During the shutdown phase, the Worker stops polling, waits for in-flight Tasks to finish, and runs any shutdown hooks (for example, OpenTelemetry telemetry flushes). Shutdown begins before the invocation deadline so the Worker can exit cleanly before the compute provider forcibly terminates the execution environment.

Tuning for long-running Activities

If your Worker handles long-running Activities, set these three values together:

  • Worker stop timeout > longest Activity runtime. Gives in-flight Activities enough time to finish after polling stops.
  • Shutdown deadline buffer > Worker stop timeout + shutdown hook time. Ensures the drain and any shutdown hooks complete before the compute provider terminates the environment.
  • Invocation deadline > longest Activity runtime + shutdown deadline buffer. Set on the compute provider to give each invocation enough total runtime.

For example, if your longest Activity runtime is 5 minutes, and your shutdown hooks take 3 seconds to run, set the Worker stop timeout to more than 5 minutes, and the shutdown deadline buffer to more than 303 seconds (5 minutes + 3 seconds). Set your invocation deadline to at least 10 minutes and 3 seconds (5 minutes + 303 seconds).

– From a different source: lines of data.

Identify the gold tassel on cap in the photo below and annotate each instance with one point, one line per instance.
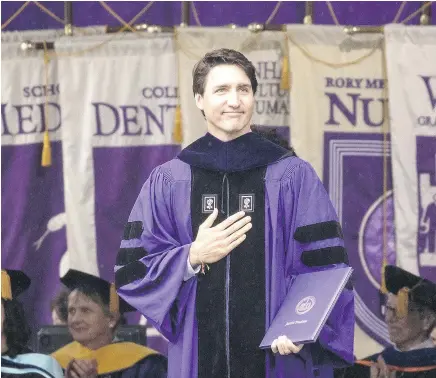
(178, 130)
(46, 151)
(403, 302)
(6, 285)
(284, 81)
(114, 300)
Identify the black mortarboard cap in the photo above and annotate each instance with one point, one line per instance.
(409, 287)
(14, 282)
(75, 279)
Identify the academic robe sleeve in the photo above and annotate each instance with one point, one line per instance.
(151, 262)
(155, 366)
(316, 243)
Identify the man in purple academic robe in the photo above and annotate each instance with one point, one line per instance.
(217, 235)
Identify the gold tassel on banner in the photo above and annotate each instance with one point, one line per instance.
(403, 302)
(6, 285)
(383, 287)
(284, 81)
(178, 130)
(46, 147)
(46, 150)
(114, 300)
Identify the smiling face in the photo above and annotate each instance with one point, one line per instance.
(88, 322)
(227, 102)
(406, 332)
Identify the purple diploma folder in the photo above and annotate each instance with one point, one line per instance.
(307, 306)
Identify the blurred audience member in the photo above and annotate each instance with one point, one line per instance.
(17, 358)
(94, 311)
(411, 317)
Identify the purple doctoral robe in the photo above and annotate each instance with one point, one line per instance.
(300, 234)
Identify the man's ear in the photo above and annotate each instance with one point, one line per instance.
(199, 101)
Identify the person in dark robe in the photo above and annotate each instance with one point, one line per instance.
(94, 311)
(217, 235)
(410, 314)
(59, 308)
(17, 358)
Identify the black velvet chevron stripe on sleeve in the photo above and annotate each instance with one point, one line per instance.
(133, 230)
(318, 231)
(325, 256)
(128, 255)
(130, 273)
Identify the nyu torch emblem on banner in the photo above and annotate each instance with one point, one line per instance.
(411, 53)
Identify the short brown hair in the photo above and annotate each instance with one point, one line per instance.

The Worker stop timeout controls how long the Worker waits for in-flight Tasks to finish after it stops polling. The shutdown deadline buffer controls how much time before the invocation deadline the Worker stops polling for Tasks.

Raising only the shutdown deadline buffer makes the Worker stop polling earlier, but does not give in-flight Tasks any more time to complete.

Raising only the Worker stop timeout does not make the Worker stop polling earlier, which means the compute provider might terminate the Worker before the full stop timeout completes. In-flight Activities then do not get the full stop timeout to finish, and the shutdown hooks may not run.

Compute providers

A compute provider is the configuration that tells Temporal how to invoke a Serverless Worker. The compute provider is set on a Worker Deployment Version and specifies the provider type, the invocation target, and the credentials Temporal needs to trigger the invocation.

For example, an AWS Lambda compute provider includes the Lambda function ARN and the IAM role that Temporal assumes to invoke the function.

Compute providers are only needed for Serverless Workers. Traditional long-lived Workers do not require a compute provider because the Worker process manages its own lifecycle.

Supported providers

ProviderDescription
AWS LambdaTemporal assumes an IAM role in your AWS account to invoke a Lambda function.